I have this gut feeling that my brother is gay. I really believe that he is. I don't have a problem with it or anything because I love gay people. His best friend is bisexual even though he won't admit it. He's kissed guys in the back of school and I've seen him and he also kisses girls. So I pretty much know he's bi. So getting back to my brother, I just really think that he's gay! I swear it's like i have gay-dar or something like that, he's always staring at my boyfriend when he comes over, when he has his friends over, they are in his room for like 2 freakin hours WITH THE DOOR LOCKED and if he hears me walking up to the door he yells at me. I mean come on, he's never had a girlfriend and he always says he doesn't want one and that he'd never get married. He says, and I will quote, "Girls are a waste of my time." When I told some of my friends that I thought he was gay, they all responded with "I always knew something was up with your brother." Or something along those lines. Even guys that barely know my brother say that he's gay. My only worry is that my dad is homophobic, and my mom said that she'd be really upset if she found out that he was gay even though she has gay friends. How do I tell my mom of my suspicions? If it's true how would my dad react in the future when he comes out? How can I deal with this??
My suggestion is to not worry about your Mom and your Dad's reactions for now and just concentrate on your own. It's sounds like you are supportive of your brother whether he is gay or straight and for that I say "right on".
If and when your brother decides to come out about his homosexuality to you, your parents, or the whole world, the best thing you can do is make sure that he knows how much you love and support him. If he doesn't have the support of the rest of the family, that will make your support all the more important and precious to him.
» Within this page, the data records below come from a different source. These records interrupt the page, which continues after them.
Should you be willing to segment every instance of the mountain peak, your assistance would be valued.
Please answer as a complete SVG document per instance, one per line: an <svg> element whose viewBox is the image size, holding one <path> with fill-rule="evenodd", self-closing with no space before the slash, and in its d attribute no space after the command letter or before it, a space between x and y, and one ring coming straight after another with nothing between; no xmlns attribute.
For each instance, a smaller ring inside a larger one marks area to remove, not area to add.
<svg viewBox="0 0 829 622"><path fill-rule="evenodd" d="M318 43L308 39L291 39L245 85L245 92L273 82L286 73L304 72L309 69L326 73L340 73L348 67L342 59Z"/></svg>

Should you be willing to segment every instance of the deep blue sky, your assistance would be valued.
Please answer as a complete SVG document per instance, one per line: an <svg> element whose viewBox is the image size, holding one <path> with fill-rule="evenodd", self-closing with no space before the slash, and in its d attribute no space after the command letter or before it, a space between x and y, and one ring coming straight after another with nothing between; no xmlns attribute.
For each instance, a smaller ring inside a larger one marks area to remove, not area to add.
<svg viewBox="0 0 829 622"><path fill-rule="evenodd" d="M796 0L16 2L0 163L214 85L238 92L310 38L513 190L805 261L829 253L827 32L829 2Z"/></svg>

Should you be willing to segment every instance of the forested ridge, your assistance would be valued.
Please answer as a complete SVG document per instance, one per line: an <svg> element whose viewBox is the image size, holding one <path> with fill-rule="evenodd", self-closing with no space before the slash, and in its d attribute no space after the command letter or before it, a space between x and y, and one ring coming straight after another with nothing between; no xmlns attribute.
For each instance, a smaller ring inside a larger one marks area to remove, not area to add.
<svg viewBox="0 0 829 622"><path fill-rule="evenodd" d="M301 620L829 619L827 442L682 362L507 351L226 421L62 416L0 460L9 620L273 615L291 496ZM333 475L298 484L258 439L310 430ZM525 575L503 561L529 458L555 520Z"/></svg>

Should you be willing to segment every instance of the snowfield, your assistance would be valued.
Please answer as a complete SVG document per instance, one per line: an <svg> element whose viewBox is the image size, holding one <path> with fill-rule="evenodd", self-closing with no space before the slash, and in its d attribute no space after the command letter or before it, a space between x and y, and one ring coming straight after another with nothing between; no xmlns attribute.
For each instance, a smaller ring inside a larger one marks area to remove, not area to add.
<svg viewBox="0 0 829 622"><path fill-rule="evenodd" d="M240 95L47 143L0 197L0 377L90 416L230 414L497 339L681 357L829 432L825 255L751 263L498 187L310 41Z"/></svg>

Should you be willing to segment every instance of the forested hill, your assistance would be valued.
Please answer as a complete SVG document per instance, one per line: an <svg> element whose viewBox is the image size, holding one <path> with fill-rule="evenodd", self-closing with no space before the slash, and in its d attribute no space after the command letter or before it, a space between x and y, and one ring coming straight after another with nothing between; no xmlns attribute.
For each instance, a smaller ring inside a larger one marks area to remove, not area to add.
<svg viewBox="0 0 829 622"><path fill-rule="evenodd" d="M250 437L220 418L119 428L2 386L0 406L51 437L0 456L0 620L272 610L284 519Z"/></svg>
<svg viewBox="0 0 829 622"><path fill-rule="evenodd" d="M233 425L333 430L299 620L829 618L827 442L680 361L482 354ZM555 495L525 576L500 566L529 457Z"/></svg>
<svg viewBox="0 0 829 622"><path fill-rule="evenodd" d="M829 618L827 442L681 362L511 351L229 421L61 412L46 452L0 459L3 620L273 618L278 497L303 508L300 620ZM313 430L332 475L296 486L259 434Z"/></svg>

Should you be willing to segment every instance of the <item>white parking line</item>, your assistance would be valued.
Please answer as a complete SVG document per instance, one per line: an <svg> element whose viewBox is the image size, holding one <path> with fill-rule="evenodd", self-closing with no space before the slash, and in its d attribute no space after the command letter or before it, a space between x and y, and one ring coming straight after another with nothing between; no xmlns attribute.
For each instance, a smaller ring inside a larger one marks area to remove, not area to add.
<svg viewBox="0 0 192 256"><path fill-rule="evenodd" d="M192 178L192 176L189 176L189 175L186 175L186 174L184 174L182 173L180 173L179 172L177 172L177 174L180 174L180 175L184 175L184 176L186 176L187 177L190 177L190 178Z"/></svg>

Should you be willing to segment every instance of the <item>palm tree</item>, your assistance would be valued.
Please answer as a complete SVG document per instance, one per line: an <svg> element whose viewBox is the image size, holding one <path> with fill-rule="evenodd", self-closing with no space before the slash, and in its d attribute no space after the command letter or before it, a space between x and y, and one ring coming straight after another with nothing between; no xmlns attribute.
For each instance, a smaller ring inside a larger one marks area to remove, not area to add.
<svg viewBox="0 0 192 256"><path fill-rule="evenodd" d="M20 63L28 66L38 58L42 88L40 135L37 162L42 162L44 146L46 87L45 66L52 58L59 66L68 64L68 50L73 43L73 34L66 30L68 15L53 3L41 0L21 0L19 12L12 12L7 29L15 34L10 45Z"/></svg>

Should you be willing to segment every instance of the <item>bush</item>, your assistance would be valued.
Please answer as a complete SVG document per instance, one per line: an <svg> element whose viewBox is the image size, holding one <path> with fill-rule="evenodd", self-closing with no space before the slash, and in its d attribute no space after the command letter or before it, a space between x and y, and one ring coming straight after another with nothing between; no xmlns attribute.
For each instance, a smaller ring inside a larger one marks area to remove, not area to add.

For now, I say leave the whole issue alone. Your brother's sexuality is his business and his business alone. Don't force the issue. If you want him to know that you would be supportive of his homosexuality, perhaps you could just make general statements when he is around that show that you are open and not judgmental of people's sexuality and that you think everyone should be allowed to be who they are. This way your brother will know where you stand without being forced to talk about himself if he's not ready to share it with you yet. Best of luck to you.
Kind wishes,
(Rating: 5) thanks so much!! this is the second time you've given me GREAT advice! thank you!